Travellers in Finland will be faced with major air traffic disruption next month after several trade unions on Friday announced 48-hour industrial action against the government’s planned labour market reforms.
Major delays and flight cancellations are expected across the country and airports are likely to close after members of the Trade Union for the Public and Welfare Sectors (JHL), which represents about 12,000 airport workers, are set to join the two-day walkout planned from 1 to 2 February.
National carrier Finnair in a statement said it is “currently assessing the extent of the impact” on its flight schedule, adding “it is already now clear that the political strike will have a significant impact on Finnair’s operations, and will result in flight cancellations”.
The carrier said it has approximately 60,000 customers whose travel plans may be affected by the strike and is now offering those customers the option to change their booking.
Travellers with a Finnair booking between 31 January and 3 February can now choose to travel earlier or postpone their travel until 15 March, 2024, according to the carrier.

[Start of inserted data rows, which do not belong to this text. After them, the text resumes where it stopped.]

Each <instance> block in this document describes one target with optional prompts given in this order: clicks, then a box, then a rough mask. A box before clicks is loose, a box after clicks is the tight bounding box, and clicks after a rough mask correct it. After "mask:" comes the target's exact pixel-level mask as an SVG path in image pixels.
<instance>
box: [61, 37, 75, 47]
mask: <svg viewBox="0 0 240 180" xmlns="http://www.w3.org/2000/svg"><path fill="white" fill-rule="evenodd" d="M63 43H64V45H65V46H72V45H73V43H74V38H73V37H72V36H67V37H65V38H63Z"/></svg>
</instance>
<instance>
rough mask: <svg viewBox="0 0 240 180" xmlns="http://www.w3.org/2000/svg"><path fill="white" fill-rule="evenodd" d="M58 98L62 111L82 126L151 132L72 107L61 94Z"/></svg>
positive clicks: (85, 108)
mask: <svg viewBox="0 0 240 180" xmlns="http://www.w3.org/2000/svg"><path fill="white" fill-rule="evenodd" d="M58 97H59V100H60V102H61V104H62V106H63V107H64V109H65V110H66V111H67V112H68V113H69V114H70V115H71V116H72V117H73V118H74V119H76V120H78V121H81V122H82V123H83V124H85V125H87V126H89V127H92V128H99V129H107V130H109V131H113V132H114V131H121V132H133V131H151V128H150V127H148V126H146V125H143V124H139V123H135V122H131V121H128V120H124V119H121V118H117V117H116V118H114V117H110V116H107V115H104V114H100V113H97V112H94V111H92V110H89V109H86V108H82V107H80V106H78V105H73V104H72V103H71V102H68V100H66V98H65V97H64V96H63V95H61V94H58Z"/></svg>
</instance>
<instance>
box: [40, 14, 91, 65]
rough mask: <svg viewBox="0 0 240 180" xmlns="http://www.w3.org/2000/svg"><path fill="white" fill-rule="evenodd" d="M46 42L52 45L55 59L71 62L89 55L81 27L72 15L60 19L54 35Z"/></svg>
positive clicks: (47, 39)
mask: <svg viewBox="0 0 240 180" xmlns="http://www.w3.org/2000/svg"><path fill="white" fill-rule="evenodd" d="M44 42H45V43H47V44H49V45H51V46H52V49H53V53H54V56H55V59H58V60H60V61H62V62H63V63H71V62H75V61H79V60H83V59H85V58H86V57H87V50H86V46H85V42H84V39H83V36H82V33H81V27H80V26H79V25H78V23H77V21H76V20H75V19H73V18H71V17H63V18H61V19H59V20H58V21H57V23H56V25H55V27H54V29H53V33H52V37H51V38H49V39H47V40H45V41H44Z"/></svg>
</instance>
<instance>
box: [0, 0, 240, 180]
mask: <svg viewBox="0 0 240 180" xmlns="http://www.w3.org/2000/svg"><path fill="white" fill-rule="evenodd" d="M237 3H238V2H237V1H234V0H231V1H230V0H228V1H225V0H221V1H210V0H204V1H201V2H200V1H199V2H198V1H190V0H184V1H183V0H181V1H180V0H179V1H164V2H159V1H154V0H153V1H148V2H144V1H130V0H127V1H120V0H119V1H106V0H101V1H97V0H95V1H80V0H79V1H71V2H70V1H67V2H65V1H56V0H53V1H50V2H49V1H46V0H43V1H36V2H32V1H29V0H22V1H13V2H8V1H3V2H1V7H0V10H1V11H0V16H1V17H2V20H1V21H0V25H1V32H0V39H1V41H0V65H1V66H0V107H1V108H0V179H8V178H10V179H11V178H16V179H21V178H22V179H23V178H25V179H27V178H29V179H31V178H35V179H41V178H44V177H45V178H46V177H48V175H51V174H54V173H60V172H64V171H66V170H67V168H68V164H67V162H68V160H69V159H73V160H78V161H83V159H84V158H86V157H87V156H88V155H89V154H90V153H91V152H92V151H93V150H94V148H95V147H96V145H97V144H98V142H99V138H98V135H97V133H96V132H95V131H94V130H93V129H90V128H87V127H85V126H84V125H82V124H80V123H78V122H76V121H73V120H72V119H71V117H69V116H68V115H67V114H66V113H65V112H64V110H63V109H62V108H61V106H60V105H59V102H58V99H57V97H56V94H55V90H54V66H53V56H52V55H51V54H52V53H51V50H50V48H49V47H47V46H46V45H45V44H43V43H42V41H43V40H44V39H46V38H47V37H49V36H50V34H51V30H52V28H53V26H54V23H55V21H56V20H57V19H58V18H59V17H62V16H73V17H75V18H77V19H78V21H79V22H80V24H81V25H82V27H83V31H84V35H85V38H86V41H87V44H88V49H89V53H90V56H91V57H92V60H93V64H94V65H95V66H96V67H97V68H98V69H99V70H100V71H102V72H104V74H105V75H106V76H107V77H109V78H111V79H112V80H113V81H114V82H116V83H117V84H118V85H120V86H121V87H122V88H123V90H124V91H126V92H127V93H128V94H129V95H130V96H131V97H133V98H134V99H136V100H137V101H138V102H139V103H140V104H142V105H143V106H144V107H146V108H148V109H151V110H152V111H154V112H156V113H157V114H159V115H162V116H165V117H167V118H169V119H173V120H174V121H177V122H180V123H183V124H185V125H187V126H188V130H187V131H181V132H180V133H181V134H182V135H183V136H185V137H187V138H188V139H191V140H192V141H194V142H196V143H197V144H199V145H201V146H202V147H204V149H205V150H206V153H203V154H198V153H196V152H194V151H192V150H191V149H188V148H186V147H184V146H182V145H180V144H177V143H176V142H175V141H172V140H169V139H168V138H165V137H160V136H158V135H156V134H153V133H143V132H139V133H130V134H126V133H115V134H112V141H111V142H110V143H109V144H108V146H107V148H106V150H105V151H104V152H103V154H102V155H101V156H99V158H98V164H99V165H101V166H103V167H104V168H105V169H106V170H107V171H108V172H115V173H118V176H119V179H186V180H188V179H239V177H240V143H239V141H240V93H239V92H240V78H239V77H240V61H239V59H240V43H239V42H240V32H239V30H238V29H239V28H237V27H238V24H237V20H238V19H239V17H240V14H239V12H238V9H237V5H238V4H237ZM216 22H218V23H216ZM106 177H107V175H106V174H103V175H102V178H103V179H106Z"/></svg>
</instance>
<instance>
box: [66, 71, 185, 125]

“It is clear that the strike will cause flight cancellations, and we hope that as many customers as possible will find a suitable replacement flight well in advance and thus can avoid uncertainty in their travel plans,” said Jari Paajanen, vice president, operations control at Finnair. “We also ask customers to be patient, as our customer service may become congested due to the situation.”

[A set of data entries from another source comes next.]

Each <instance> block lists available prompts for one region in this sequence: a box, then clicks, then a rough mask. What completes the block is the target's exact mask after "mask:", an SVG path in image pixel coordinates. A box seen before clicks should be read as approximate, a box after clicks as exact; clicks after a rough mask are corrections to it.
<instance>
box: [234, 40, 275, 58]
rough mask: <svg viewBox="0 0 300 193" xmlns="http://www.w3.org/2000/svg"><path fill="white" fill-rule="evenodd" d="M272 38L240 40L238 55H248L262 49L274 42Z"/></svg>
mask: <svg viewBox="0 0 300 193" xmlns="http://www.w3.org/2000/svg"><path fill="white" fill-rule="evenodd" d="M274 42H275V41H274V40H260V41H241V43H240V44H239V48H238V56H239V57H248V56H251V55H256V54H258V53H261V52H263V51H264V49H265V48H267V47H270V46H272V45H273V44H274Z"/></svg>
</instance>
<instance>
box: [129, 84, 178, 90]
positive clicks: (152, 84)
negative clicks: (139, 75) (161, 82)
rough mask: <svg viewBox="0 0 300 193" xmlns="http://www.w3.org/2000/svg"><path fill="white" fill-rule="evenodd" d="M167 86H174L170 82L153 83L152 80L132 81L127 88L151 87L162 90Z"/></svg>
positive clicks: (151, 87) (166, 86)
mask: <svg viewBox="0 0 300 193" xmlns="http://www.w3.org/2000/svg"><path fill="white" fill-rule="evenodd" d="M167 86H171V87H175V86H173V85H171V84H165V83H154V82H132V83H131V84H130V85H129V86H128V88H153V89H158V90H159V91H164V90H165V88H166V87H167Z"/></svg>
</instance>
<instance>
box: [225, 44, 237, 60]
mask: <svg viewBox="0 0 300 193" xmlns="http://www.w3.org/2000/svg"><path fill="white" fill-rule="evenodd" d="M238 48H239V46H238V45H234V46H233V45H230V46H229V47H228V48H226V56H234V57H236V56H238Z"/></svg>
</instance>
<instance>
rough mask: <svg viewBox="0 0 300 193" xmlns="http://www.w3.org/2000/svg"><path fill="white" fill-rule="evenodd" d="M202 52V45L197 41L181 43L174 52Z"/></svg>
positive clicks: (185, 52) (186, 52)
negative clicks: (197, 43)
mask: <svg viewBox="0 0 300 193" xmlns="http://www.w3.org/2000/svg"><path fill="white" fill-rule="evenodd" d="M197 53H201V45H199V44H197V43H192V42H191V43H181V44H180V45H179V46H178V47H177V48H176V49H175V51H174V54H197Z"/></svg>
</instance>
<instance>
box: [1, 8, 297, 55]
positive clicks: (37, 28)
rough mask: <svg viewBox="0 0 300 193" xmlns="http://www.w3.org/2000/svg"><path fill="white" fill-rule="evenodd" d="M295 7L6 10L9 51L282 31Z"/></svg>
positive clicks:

While no changes have yet been made to the carrier’s flight schedule, Finnair said it will start cancelling flights once the effects of the strike on Finnair’s traffic have become clearer.
“We communicate directly to customers about changes to their flights as soon as flight cancellations are made,” Paajanen added.
As well as flight delays, further disruption is expected across airport ground services, baggage handling and food and beverage catering for flights during the industrial action. The wide-ranging political strike is also likely to affect public transport and services at banks, supermarkets, hotels and child care.